I changed GCC levels, and am now trying to get an identical kernel level to boot.

The old kernel still boots, but modules won't load, which I assume is due to gcc levels changing.  I see:

modprobe: ERROR: could not insert 'e1000e': Exec format error

Every module I try (and all have been rebuilt) fail.

So to move on to the new kernel, I have to determine how to get it to mount root.

So onto my new kernel, which won't mount root, since this is during boot, it is from a photo:

 ...      sr1   driver: sr

 ...      md3 (driver?)

 ...      md2 (driver?)

 ...      md1 (driver?)

Kernel panic -- not syncing: VFS: Unable to mount root fs on unknown block(0,0)

Since it was able to find md?, I assume MD is OK?  MD1 is ext2, MD2 and MD3 are xfs.  MD2 is root and it is RAID1.

I am able to extract stuff using USB and the old kernel, since I have that built-in.

Grub configuration menu:

title=Gentoo Linux  (3.17.7-gentoo) uuid

kernel /boot/vmlinuz-3.17.7-gentoo rootfstype=xfs root=/dev/ram0 init=/linuxrc ramdisk=8192 real_root=/dev/md2 doscsi udev domdadm

initrd /boot/initramfs-genkernel-x86_64-3.17.7-gentoo

title=Gentoo Linux  (3.17.7-bzImage) uuid

kernel /boot/bzImage rootfstype=xfs root=/dev/ram0 init=/linuxrc ramdisk=8192 real_root=/dev/md2 doscsi udev domdadm

initrd /boot/kernel-genkernel-x86_64-3.17.7-gentoo

Identical except for the kernel image.

Now XFS, and MD from .config:

  ...

CONFIG_XFS_FS=y

# CONFIG_XFS_QUOTA is not set

# CONFIG_XFS_POSIX_ACL is not set

# CONFIG_XFS_RT is not set

CONFIG_XFS_WARN=y

# CONFIG_XFS_DEBUG is not set

# CONFIG_GFS2_FS is not set

# CONFIG_BTRFS_FS is not set

# CONFIG_NILFS2_FS is not set

 ...

# CONFIG_PATA_ACPI is not set

# CONFIG_ATA_GENERIC is not set

# CONFIG_PATA_LEGACY is not set

CONFIG_MD=y

CONFIG_BLK_DEV_MD=y

CONFIG_MD_AUTODETECT=y

# CONFIG_MD_LINEAR is not set

CONFIG_MD_RAID0=y

CONFIG_MD_RAID1=y

This leads me to believe that XFS is bad, but not sure what to do about it.  Or else mount is missing.  Since both kernels use the same initramfs, and the old kernel can mount without loading drivers, and would seem that the kernel configuration must have changed, or there is some problem induced by the new compiler.  The disks are connected via SATA.  The SATA is JMICRON JMB363 and I would assume that since the md devices were found, that this is not the issue.

I created the initramfs using:

genkernel --mdadm initramfs

Last edited by johnklug on Sat May 14, 2016 9:16 pm; edited 1 time in total

----------

## frostschutz

sounds like you didn't rebuild modules...?

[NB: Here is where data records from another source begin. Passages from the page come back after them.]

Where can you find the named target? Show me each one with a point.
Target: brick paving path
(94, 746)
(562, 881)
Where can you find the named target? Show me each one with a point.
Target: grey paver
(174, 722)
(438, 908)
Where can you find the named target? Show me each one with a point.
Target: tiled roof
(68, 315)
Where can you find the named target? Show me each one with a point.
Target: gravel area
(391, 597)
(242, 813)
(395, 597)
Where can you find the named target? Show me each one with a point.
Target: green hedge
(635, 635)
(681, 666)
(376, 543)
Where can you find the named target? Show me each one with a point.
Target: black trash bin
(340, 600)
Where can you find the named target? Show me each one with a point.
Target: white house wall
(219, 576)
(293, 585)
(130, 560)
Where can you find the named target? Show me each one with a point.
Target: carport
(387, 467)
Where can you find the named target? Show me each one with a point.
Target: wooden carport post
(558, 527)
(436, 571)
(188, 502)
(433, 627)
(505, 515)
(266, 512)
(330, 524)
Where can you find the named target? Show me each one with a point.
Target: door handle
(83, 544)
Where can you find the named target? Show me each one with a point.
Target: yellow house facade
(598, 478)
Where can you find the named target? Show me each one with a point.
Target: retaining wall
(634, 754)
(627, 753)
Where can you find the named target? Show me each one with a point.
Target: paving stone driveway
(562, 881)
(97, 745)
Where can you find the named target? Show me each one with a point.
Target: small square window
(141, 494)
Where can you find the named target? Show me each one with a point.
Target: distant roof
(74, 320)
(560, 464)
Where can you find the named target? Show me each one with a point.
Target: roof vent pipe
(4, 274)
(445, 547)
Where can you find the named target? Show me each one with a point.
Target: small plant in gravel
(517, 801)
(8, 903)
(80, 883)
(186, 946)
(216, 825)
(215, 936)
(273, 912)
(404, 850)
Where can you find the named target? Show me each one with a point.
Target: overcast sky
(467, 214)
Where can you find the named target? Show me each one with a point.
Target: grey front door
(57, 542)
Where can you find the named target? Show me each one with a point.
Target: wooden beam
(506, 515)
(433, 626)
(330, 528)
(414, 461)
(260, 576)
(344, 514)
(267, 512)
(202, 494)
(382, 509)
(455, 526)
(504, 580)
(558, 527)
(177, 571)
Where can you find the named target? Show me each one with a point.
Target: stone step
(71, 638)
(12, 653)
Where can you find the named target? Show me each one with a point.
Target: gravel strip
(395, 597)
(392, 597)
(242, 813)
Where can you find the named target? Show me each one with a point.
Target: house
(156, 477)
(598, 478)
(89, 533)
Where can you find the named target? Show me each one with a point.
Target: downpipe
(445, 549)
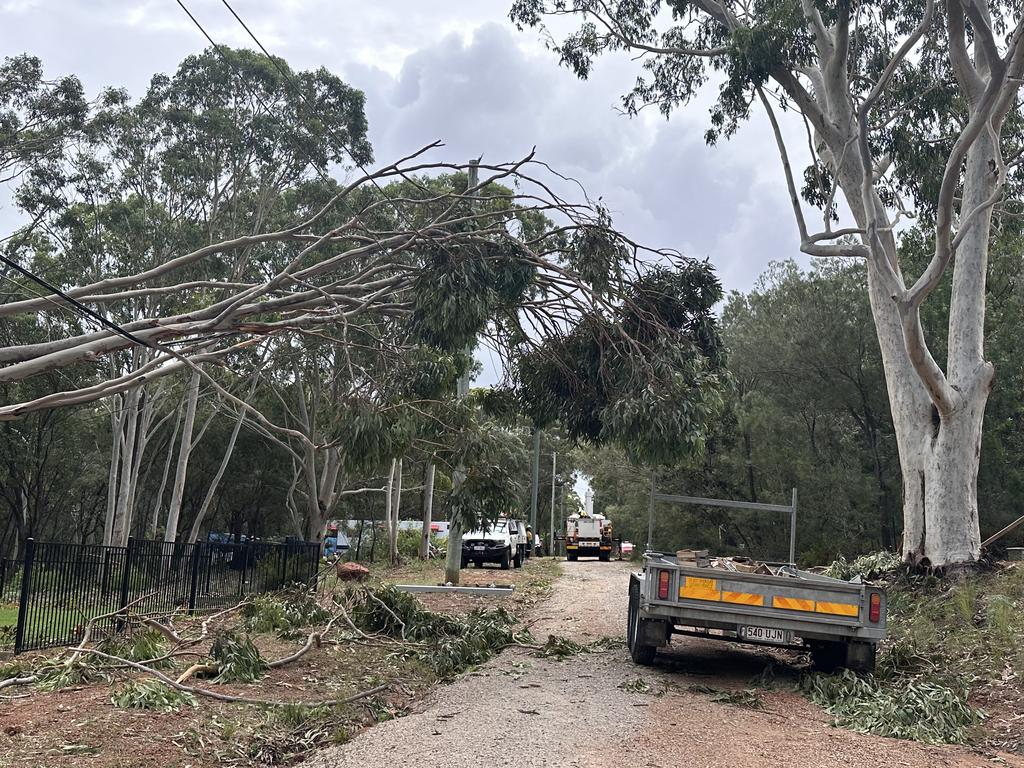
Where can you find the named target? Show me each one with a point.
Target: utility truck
(588, 536)
(503, 543)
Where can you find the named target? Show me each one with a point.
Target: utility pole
(453, 555)
(536, 485)
(554, 479)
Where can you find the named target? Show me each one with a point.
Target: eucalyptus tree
(908, 111)
(205, 155)
(197, 227)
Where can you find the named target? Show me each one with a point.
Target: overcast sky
(460, 72)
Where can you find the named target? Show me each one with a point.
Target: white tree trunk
(158, 503)
(212, 491)
(939, 449)
(428, 507)
(117, 422)
(393, 513)
(128, 465)
(178, 489)
(388, 494)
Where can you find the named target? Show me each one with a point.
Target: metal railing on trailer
(788, 509)
(62, 586)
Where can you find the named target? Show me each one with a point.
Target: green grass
(946, 640)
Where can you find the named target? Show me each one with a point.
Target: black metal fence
(62, 586)
(10, 580)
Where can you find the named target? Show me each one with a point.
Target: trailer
(840, 623)
(588, 536)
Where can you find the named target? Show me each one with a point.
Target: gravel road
(587, 711)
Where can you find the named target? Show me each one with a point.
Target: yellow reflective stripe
(842, 609)
(699, 589)
(742, 598)
(792, 603)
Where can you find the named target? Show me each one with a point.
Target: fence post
(246, 549)
(23, 606)
(126, 577)
(195, 577)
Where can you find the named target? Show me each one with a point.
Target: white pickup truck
(841, 623)
(503, 543)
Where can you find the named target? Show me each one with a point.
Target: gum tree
(908, 110)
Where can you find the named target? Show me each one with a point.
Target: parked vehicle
(588, 536)
(503, 543)
(841, 623)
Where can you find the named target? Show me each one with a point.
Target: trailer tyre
(640, 653)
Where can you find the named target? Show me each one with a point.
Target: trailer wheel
(641, 654)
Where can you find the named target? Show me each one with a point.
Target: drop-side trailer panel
(841, 623)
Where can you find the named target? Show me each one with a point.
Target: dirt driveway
(600, 710)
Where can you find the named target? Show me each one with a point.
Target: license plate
(764, 635)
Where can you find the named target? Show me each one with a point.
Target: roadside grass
(952, 648)
(396, 639)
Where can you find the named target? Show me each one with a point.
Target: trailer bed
(840, 622)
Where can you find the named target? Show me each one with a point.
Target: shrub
(868, 567)
(151, 694)
(238, 658)
(139, 646)
(920, 711)
(284, 611)
(451, 643)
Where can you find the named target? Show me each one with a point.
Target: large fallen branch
(217, 695)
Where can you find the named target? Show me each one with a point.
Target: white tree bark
(128, 465)
(158, 503)
(212, 491)
(178, 489)
(428, 506)
(937, 414)
(393, 513)
(117, 423)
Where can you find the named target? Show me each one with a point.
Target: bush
(451, 643)
(238, 657)
(139, 646)
(868, 567)
(284, 612)
(920, 711)
(151, 694)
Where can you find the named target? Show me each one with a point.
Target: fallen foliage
(151, 694)
(920, 711)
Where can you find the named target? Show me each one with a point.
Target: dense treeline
(809, 410)
(251, 333)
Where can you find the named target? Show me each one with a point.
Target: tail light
(663, 585)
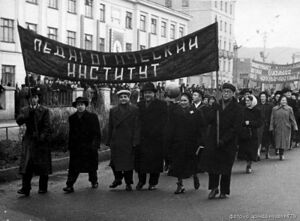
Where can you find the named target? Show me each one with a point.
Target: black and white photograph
(149, 110)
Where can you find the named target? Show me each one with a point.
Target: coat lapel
(120, 117)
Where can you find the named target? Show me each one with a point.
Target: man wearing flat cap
(123, 138)
(84, 142)
(36, 153)
(150, 154)
(218, 158)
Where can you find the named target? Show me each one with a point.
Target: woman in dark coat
(36, 152)
(150, 153)
(248, 138)
(123, 138)
(184, 140)
(84, 142)
(217, 158)
(264, 135)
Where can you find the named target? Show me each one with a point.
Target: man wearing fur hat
(218, 157)
(150, 154)
(123, 138)
(36, 155)
(84, 142)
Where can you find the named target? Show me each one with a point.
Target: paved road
(271, 190)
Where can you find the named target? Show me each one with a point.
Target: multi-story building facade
(205, 13)
(100, 25)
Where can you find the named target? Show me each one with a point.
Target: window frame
(88, 8)
(51, 34)
(72, 6)
(3, 66)
(154, 26)
(71, 39)
(102, 44)
(51, 5)
(185, 3)
(102, 12)
(86, 41)
(172, 31)
(181, 31)
(7, 29)
(128, 20)
(34, 2)
(128, 44)
(163, 29)
(143, 23)
(28, 24)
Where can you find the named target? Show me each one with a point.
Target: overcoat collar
(120, 116)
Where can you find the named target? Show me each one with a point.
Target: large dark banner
(193, 54)
(274, 73)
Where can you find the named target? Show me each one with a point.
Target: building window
(185, 3)
(163, 29)
(32, 1)
(101, 44)
(72, 6)
(128, 20)
(8, 75)
(143, 23)
(153, 26)
(7, 30)
(53, 4)
(168, 3)
(89, 8)
(32, 27)
(71, 38)
(52, 33)
(181, 31)
(88, 42)
(102, 12)
(172, 31)
(128, 47)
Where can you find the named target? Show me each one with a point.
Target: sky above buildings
(280, 19)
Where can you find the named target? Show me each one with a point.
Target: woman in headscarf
(264, 136)
(282, 122)
(248, 138)
(184, 141)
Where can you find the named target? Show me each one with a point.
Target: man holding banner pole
(218, 157)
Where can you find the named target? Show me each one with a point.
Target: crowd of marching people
(184, 133)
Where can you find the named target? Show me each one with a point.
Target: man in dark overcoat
(150, 154)
(36, 153)
(123, 138)
(218, 157)
(84, 142)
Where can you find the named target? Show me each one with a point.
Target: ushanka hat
(228, 86)
(285, 90)
(33, 92)
(82, 100)
(149, 86)
(123, 92)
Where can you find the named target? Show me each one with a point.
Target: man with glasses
(218, 157)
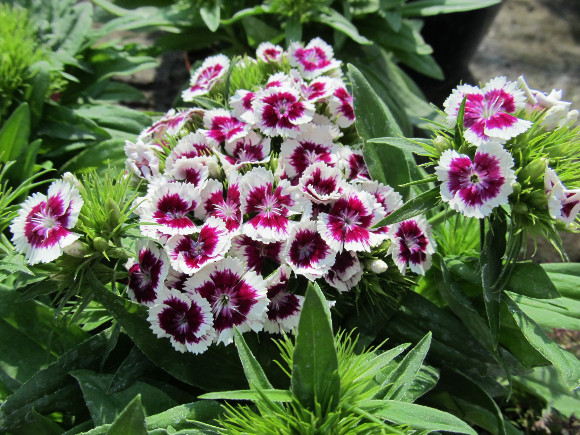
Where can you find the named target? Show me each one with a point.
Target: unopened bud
(377, 266)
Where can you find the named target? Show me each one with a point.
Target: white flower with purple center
(306, 251)
(206, 76)
(267, 205)
(319, 88)
(148, 273)
(346, 272)
(252, 149)
(321, 183)
(241, 104)
(226, 207)
(42, 228)
(268, 52)
(223, 127)
(348, 223)
(256, 255)
(313, 144)
(142, 158)
(237, 296)
(171, 207)
(475, 187)
(190, 253)
(563, 204)
(193, 171)
(284, 308)
(489, 112)
(281, 111)
(185, 319)
(313, 60)
(341, 106)
(411, 245)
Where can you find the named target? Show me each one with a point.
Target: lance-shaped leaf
(315, 377)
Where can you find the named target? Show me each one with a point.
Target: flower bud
(101, 244)
(377, 266)
(534, 170)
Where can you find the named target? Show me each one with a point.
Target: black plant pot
(454, 38)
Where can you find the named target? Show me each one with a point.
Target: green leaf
(272, 394)
(131, 421)
(397, 383)
(422, 203)
(530, 279)
(14, 133)
(425, 8)
(254, 372)
(315, 379)
(417, 416)
(566, 363)
(187, 367)
(491, 269)
(52, 389)
(210, 13)
(105, 407)
(203, 410)
(334, 19)
(407, 144)
(373, 117)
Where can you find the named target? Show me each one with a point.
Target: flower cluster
(511, 134)
(248, 201)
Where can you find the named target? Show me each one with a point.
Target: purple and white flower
(563, 204)
(226, 207)
(283, 312)
(313, 144)
(313, 60)
(147, 274)
(185, 319)
(348, 223)
(346, 272)
(190, 253)
(43, 225)
(212, 70)
(342, 107)
(306, 251)
(268, 206)
(170, 206)
(489, 112)
(412, 245)
(268, 52)
(281, 111)
(237, 296)
(475, 187)
(223, 127)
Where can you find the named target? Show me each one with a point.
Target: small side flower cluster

(if in doubt, switch to built-in drivers)

----------

## johnklug

It is the rebuilt modules that do not work with the old kernel of the same level.  Before the modules were rebuilt and genkernel was run, the old kernel loaded modules just fine.

As far as I can tell, the new kernel should not need any modules to mount root.  But it refuses to do so.  The old kernel mounts root without the modules, since it cannot load any at all.

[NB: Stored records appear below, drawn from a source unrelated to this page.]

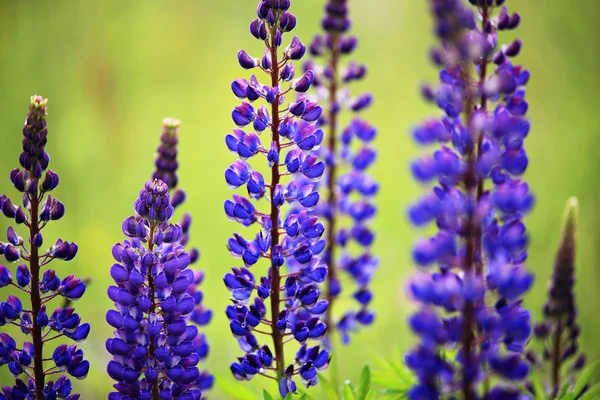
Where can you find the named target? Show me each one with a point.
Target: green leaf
(266, 395)
(348, 392)
(538, 387)
(584, 377)
(234, 389)
(330, 392)
(365, 383)
(371, 395)
(592, 393)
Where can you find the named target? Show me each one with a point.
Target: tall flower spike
(473, 299)
(285, 307)
(560, 331)
(166, 170)
(155, 354)
(348, 187)
(39, 284)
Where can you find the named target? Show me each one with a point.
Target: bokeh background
(113, 69)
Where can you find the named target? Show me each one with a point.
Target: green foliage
(235, 390)
(266, 395)
(393, 378)
(567, 391)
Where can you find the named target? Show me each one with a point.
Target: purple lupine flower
(284, 305)
(155, 349)
(40, 284)
(560, 331)
(473, 299)
(348, 187)
(166, 170)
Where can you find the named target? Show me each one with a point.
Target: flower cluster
(166, 170)
(285, 305)
(155, 348)
(477, 204)
(349, 187)
(560, 331)
(32, 277)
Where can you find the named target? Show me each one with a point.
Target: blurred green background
(113, 69)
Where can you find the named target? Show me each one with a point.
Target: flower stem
(556, 358)
(332, 200)
(275, 178)
(474, 188)
(155, 391)
(36, 301)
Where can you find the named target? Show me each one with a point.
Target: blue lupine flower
(560, 331)
(473, 299)
(166, 170)
(155, 349)
(33, 277)
(349, 153)
(276, 304)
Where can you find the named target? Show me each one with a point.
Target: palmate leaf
(364, 385)
(584, 377)
(328, 390)
(266, 395)
(392, 377)
(348, 392)
(593, 393)
(234, 389)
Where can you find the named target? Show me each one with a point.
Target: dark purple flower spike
(38, 283)
(472, 301)
(349, 190)
(286, 307)
(560, 331)
(155, 348)
(166, 170)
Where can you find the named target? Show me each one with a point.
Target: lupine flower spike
(349, 154)
(284, 307)
(560, 331)
(155, 354)
(166, 170)
(472, 301)
(38, 358)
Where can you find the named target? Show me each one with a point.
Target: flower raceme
(349, 154)
(477, 203)
(166, 170)
(286, 306)
(36, 281)
(155, 349)
(559, 332)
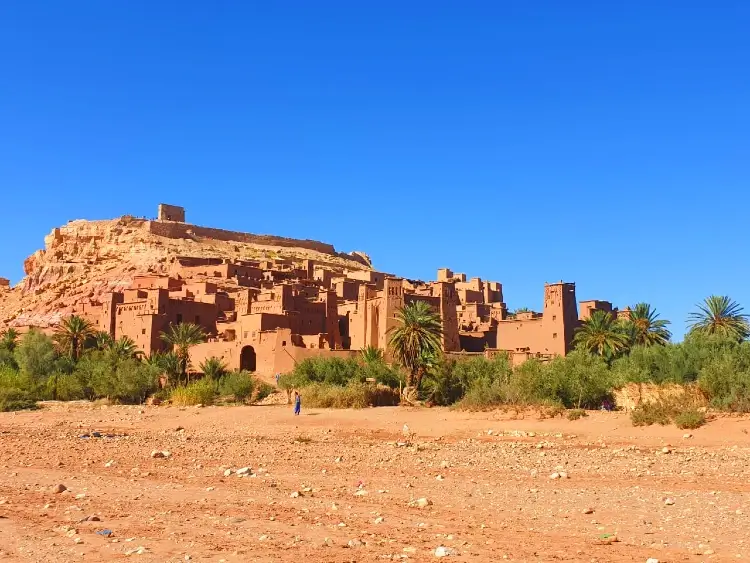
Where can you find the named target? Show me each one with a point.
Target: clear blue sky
(606, 143)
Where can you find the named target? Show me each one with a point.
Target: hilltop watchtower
(171, 213)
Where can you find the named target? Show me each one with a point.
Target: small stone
(443, 551)
(420, 503)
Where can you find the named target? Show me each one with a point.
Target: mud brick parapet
(185, 230)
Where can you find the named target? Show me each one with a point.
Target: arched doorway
(247, 358)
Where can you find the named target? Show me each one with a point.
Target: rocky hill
(83, 260)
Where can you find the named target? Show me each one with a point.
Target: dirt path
(335, 486)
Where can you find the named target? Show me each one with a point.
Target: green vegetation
(415, 342)
(713, 363)
(201, 392)
(238, 384)
(181, 337)
(722, 316)
(78, 363)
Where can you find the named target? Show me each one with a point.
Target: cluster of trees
(608, 353)
(77, 362)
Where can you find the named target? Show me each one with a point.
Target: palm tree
(124, 348)
(168, 364)
(601, 335)
(416, 338)
(372, 354)
(181, 337)
(646, 327)
(720, 315)
(213, 368)
(9, 339)
(71, 335)
(102, 340)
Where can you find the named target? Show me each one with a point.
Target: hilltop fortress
(265, 302)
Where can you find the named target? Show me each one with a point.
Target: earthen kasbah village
(265, 302)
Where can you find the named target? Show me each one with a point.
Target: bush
(239, 384)
(575, 414)
(726, 380)
(339, 371)
(690, 419)
(36, 356)
(264, 390)
(647, 414)
(65, 387)
(201, 392)
(125, 381)
(15, 400)
(353, 396)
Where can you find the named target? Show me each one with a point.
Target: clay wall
(155, 282)
(588, 307)
(347, 289)
(185, 230)
(171, 213)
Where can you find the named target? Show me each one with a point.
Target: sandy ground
(336, 486)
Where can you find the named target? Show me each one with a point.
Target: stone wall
(184, 230)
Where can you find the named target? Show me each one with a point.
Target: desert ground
(340, 486)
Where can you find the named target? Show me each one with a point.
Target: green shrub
(647, 414)
(725, 380)
(575, 414)
(125, 381)
(238, 384)
(65, 387)
(36, 356)
(353, 396)
(15, 400)
(201, 392)
(690, 419)
(263, 391)
(339, 371)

Maybe the new GCC needs an option to make an operative kernel and modules?

----------

## frostschutz

 *johnklug wrote:*   

> It is the rebuilt modules that do not work with the old kernel of the same level.

 

You have to rebuild both. Kernel and modules (and modules inside initramfs) with the same gcc. And actually boot the kernel you rebuilt.

If you're still running your old kernel you shouldn't remove its modules... (Ideally when making such a switch you also switch kernel versions so there are no such collisions.)

----------

## Buffoon

First, when you get exec format error then it means module you are trying to insert was not built for kernel that is running.

Second, even if you use new GCC to build new kernel it will not affect old kernel or its modules.

Third, Kernel panic -- not syncing: VFS: Unable to mount root fs on unknown block(0,0) means your kernel cannot access the hard disk controller (in case you are using MBR).

----------

## johnklug

My solution to this problem was to boot from the Gentoo Live DVD (actually I used a USB flash drive).  Apparently the live DVD does not have MD RAID1 support, so I then had to build a new Gentoo with MD Raid support, which I put on a flash drive.  After booting my new flash based gentoo system, I could then mount my raided drives and build a new kernel.

----------